Blog by Anand Chitale, technology evangelist.
But someone choosing to put salmon and ice cream on the same plate is unlikely to enjoy it. Given their experience, will they ever willingly eat either again? And perhaps more tellingly, will they ever visit a self-service buffet again and try another choice?
In other words: one bad choice could have long-lasting effects. Would the same thing follow for self-service analytics? I think it might. A bad experience early on might well prevent business users from coming back for more. But what can be done to help prevent this, and ensure that business users have good experiences of the world of self-service?
Improving the self-service experience through better support
Going back to the analogy of the all-you-can-eat buffet, there may well have been a number of people who could have helped avoid the diner’s problem:
- It is possible that the person in question did not know what they were selecting. Maybe it would have been helpful if the kitchen staff had labelled the dishes more clearly, perhaps in several languages, to avoid confusion.
- Perhaps the person did not realize that they could take two plates. An alert member of the waiting staff might have prevented the problem by suggesting that two plates was a better option.
- The person in question may have been experimenting. Those around them could have applauded the experiment, and then suggested trying again for a better combination when it was unsuccessful.
- The person may genuinely not have known that the combination would not taste good. The waiting staff could have advised on a more suitable combination, based on the person’s likes and dislikes.

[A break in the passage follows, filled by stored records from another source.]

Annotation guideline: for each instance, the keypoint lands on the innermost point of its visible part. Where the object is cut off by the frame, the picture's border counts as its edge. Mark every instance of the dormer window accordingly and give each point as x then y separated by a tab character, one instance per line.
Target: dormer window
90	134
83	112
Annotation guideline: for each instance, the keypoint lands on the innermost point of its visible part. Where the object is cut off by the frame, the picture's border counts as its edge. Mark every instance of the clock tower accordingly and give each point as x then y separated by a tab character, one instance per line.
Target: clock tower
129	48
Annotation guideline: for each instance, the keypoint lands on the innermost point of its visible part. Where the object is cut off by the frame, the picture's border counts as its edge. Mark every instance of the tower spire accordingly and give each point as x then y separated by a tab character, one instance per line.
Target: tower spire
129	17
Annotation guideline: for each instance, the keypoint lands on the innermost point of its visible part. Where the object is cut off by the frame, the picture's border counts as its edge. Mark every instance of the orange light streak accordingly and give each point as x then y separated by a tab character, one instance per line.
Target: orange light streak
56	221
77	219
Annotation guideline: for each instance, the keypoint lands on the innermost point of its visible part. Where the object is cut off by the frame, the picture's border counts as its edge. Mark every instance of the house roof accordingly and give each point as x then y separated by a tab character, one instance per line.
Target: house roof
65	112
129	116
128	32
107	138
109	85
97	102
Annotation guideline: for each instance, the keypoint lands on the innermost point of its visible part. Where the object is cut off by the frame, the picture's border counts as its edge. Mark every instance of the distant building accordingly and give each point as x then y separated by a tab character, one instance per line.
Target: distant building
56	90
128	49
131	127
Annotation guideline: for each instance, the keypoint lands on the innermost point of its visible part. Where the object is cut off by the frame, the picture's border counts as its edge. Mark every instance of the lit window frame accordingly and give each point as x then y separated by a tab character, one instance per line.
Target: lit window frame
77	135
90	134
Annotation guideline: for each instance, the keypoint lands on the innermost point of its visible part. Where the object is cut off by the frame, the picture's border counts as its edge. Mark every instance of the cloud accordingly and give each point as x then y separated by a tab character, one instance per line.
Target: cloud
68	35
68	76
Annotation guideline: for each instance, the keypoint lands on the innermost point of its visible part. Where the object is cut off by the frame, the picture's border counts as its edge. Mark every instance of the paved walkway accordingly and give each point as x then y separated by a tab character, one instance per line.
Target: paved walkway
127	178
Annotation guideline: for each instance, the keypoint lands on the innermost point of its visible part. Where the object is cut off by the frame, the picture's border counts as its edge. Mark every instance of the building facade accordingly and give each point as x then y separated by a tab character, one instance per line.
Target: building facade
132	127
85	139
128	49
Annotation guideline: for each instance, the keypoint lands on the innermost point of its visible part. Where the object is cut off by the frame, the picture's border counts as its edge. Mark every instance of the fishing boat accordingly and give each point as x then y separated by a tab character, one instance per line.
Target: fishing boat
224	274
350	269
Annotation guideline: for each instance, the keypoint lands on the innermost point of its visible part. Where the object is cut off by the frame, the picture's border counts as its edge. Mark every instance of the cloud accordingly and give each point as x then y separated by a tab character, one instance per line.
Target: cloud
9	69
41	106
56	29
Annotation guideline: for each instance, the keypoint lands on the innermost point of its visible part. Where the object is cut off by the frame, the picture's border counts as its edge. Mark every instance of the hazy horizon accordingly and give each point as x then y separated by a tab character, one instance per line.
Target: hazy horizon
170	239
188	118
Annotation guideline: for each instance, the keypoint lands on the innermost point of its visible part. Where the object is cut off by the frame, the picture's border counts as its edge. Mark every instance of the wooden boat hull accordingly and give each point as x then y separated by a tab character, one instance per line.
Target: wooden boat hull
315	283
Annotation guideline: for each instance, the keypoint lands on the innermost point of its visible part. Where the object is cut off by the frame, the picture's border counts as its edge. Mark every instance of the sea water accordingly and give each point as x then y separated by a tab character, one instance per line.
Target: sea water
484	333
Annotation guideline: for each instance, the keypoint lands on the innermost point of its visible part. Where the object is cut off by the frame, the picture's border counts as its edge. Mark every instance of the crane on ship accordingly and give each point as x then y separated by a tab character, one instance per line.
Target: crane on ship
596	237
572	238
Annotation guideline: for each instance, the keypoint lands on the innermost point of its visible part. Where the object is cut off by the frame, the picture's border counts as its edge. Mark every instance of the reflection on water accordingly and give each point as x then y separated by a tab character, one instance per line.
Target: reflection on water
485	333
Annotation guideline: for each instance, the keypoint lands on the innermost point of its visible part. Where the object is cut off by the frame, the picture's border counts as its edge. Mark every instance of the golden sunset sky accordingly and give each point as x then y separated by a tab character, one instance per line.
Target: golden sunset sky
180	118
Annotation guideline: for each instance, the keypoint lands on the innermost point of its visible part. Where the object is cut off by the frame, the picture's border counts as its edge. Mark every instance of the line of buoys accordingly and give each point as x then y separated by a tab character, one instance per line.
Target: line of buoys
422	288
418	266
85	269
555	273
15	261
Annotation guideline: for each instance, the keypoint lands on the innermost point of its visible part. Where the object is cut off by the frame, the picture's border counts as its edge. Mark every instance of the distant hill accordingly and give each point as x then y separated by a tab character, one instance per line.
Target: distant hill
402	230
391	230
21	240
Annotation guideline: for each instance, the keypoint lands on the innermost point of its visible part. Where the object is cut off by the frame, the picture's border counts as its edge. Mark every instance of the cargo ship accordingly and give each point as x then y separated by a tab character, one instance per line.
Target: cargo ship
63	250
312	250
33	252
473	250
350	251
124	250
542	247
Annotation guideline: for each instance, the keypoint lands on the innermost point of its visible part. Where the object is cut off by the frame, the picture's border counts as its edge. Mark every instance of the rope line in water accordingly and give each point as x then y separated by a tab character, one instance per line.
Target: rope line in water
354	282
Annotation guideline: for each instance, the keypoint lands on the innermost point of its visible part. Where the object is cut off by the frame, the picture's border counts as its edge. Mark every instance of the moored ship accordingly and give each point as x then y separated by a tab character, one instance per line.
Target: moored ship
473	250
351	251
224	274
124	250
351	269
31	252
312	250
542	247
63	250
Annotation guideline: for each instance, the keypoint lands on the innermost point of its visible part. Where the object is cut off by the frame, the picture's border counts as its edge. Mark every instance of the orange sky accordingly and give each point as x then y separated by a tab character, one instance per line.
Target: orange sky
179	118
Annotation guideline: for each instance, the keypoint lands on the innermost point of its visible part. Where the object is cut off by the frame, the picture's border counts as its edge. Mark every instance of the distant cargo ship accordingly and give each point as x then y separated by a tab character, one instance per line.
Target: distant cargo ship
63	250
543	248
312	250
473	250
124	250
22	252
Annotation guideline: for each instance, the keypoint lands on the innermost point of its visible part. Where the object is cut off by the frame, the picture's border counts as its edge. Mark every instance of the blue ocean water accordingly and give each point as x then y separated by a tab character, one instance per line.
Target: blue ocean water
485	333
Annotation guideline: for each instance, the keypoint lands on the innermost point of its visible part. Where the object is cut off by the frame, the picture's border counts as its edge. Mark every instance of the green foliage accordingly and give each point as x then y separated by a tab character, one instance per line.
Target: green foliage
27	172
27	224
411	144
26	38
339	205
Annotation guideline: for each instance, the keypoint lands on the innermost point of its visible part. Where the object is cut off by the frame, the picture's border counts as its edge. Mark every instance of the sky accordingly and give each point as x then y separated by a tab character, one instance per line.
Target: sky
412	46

The same applies to self-service analytics. The analytics team has a role in making sure that the data available for self-service is prepared well, and is kept up-to-date, just as the kitchen staff are responsible for the quality of the food in the buffet. But their role does not end there. They play a key part in making sure that business users can obtain support to help them make the right decisions about what data to choose, and then what to do with it, especially when business users are still quite new to self-service and are not sure what they are doing.
The designers of the software have a key role to play in making sure that it supports the right decisions. Users need to be helped to ask the right questions, and visual analytics is a very good way to do this.
The emphasis is on the self but not alone
This is not the same as the analytics team coming in and doing the analysis in response to a question from a business user. There is a place for a service like SAS Results. You might compare that to a silver-service restaurant: carefully-chosen menu, a defined set of dishes, but no chance for the user to say ‘Can I have the sauce flavored with x, instead of y?’.
With an all-you-can-eat buffet, the user can select what they want on their plate. They can try different options, have second helpings, throw something away and start again. They can take just one thing to see if they like it, or add a few others for flavoring. If one combination doesn’t work, they can add something else to see if that helps, possibly with the advice of a member of the kitchen staff. That is the key advantage of self-service.
Visual analytics is particularly good for self-service. They say a picture tells a thousand words, which means that a visual representation may be significantly easier to understand and interpret, not to mention guiding the user through the decision-making process. This should make it much easier for business users to understand what they are doing. The latest SAS visual analytics release helps users see the basic data profile more easily.
Self-service requires partnership
Ultimately, self-service analytics is a partnership between data scientists and business users. Both sides need each other, and the quality of the relationship will determine the quality of the analytics.